黒い翼から白い光が漏れ、腕は黒く肥大化し、龍のそれと遜色ない形をしている。
「見てください……」
「始祖龍……討伐しました」
あまりにも一瞬の出来事だった。
戦いを主な活動としていない私にとって、目で確認できるような速度ではなかった。
「討伐……したのか?」
「怪物だ……」
「……奥から何者かが……」
人間でありながら、人の形をしていない者がひとり。
情報の渦に頭が追いつかず、思考が麻痺しかける。
「奥から人が……今、シュレイドって言いましたよ? それは何ですか?」
「昔、滅んだ国だ。まさか……今も存在するのか?」
話を聞く限り、どうやら仲間の勧誘らしい。
「……セレス様が敵陣に回ったと解釈していいのですか?」
「いや、どこかに飛び去った……つまり、王国……我が国に? そう考えれば辻褄が合う」
王国の襲撃――。
王国の襲撃は、死亡者は出なかったものの、損害としては国ひとつを揺るがすほど甚大なものだった。
もしセレスが敵となるのなら……誰がこの怪物に立ち向かうというのか?
「……それで、間違いない、と」
「今すぐに報告しましょう」
「そうしよう。
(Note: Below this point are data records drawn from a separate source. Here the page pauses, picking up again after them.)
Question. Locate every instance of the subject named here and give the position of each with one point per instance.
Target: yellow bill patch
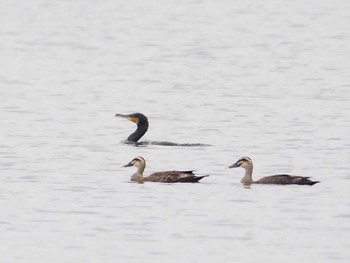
(133, 119)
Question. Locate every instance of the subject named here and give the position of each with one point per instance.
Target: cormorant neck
(140, 131)
(247, 179)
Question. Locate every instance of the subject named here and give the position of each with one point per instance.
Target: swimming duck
(142, 127)
(281, 179)
(163, 177)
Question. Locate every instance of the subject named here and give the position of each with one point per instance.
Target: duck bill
(235, 165)
(128, 165)
(125, 116)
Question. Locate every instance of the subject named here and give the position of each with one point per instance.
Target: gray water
(264, 79)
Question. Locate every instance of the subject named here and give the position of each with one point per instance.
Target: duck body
(162, 177)
(285, 179)
(280, 179)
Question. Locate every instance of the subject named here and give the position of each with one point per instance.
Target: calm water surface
(269, 80)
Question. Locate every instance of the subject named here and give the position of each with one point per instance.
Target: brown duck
(162, 177)
(281, 179)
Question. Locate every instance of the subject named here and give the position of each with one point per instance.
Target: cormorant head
(142, 125)
(243, 162)
(137, 118)
(137, 162)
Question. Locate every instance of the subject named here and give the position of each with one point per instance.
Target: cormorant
(142, 127)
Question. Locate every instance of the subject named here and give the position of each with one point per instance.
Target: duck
(280, 179)
(162, 177)
(142, 126)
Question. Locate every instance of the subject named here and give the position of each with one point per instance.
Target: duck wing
(174, 177)
(284, 179)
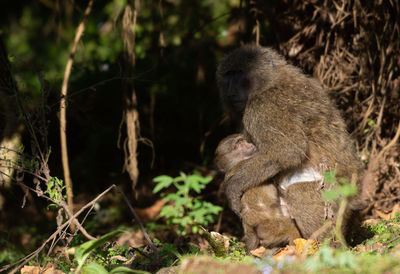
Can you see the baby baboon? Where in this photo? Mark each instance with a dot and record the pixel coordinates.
(262, 218)
(291, 120)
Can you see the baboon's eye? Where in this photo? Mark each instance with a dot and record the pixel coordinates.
(245, 83)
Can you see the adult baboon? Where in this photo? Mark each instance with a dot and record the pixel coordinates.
(292, 122)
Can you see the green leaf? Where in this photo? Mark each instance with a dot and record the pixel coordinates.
(330, 195)
(124, 269)
(94, 268)
(348, 190)
(330, 176)
(163, 182)
(83, 251)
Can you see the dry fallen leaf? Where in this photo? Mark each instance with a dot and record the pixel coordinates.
(297, 249)
(311, 245)
(49, 269)
(289, 250)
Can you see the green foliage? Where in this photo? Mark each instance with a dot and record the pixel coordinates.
(338, 187)
(186, 211)
(83, 251)
(385, 232)
(55, 187)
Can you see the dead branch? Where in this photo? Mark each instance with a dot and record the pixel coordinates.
(63, 110)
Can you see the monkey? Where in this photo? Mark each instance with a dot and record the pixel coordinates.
(294, 125)
(263, 220)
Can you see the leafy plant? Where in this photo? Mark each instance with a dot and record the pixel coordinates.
(54, 189)
(339, 187)
(186, 211)
(83, 251)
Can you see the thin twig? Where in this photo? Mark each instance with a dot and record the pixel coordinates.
(63, 109)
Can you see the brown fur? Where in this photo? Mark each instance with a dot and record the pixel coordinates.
(293, 123)
(261, 213)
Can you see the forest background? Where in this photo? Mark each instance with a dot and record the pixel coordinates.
(141, 97)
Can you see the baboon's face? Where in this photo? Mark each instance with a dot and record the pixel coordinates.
(244, 71)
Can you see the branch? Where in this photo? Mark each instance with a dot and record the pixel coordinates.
(63, 109)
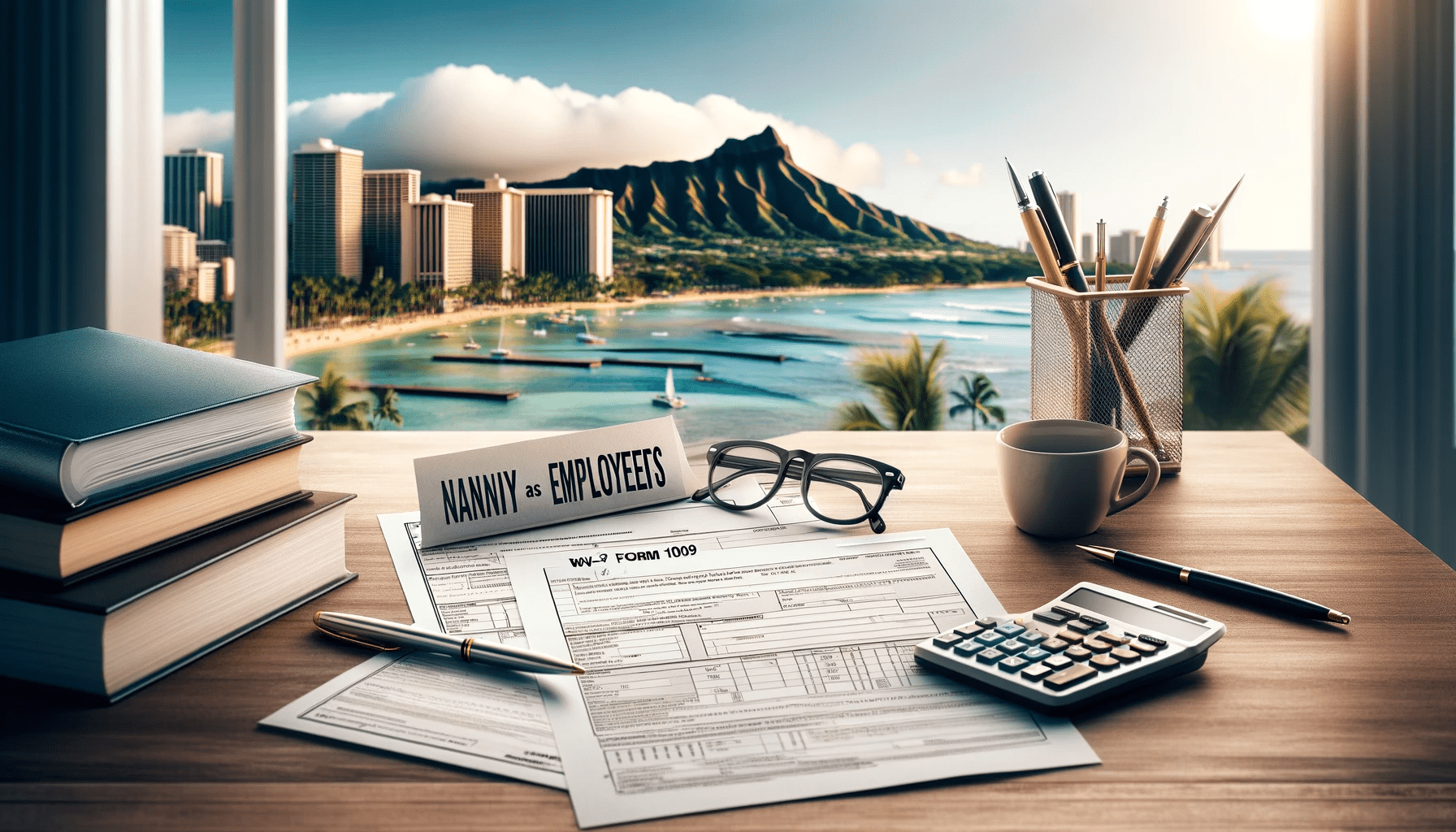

我々はまだここで記録を取る。この報告書を王宮に届けてくれ」
「ハッ!」
書き溜めた記録を手渡し、数名の兵士が王宮へと急行した。
「捕獲依頼は出しているが……まさか、セレスが敵国と関与していると?」
「12神の生存者は、セレス様を含めて4名のみです! こんな状況で勝てるわけが……」
「そんなもの、やってみなければ分からん」
「……捕獲依頼の懸賞金を、2500万から10億に引き上げる」
「10億……!? 40倍ですよ? 国王、それは国家予算に相当します……そんな金額……」
「規模を考えれば、それでも安いくらいだ」
「なんせ……始祖龍を殺した存在だ。問題は、この依頼を受ける者がいるかどうか、だが……」
後日、クエストボードには一際目立つ巨大な紙が貼られていた。
「始祖龍を殺したのはセレス様だったのか…」
「聞いたか? セレス様が……闇堕ちしたらしい」
「そんな……どうして……?」
そのボードに人が群がり、辺り一帯で意見が飛び交う。
「詳細は分からないが、懸賞金10億だぞ? こんな数字、見たことあるか?」
「しかも……受注資格、Aランク以上? 難易度の割に、妙に低いな……」
「場所は……始祖龍の洞穴か……」
更新されたクエストには、明確な座標が指定されていた。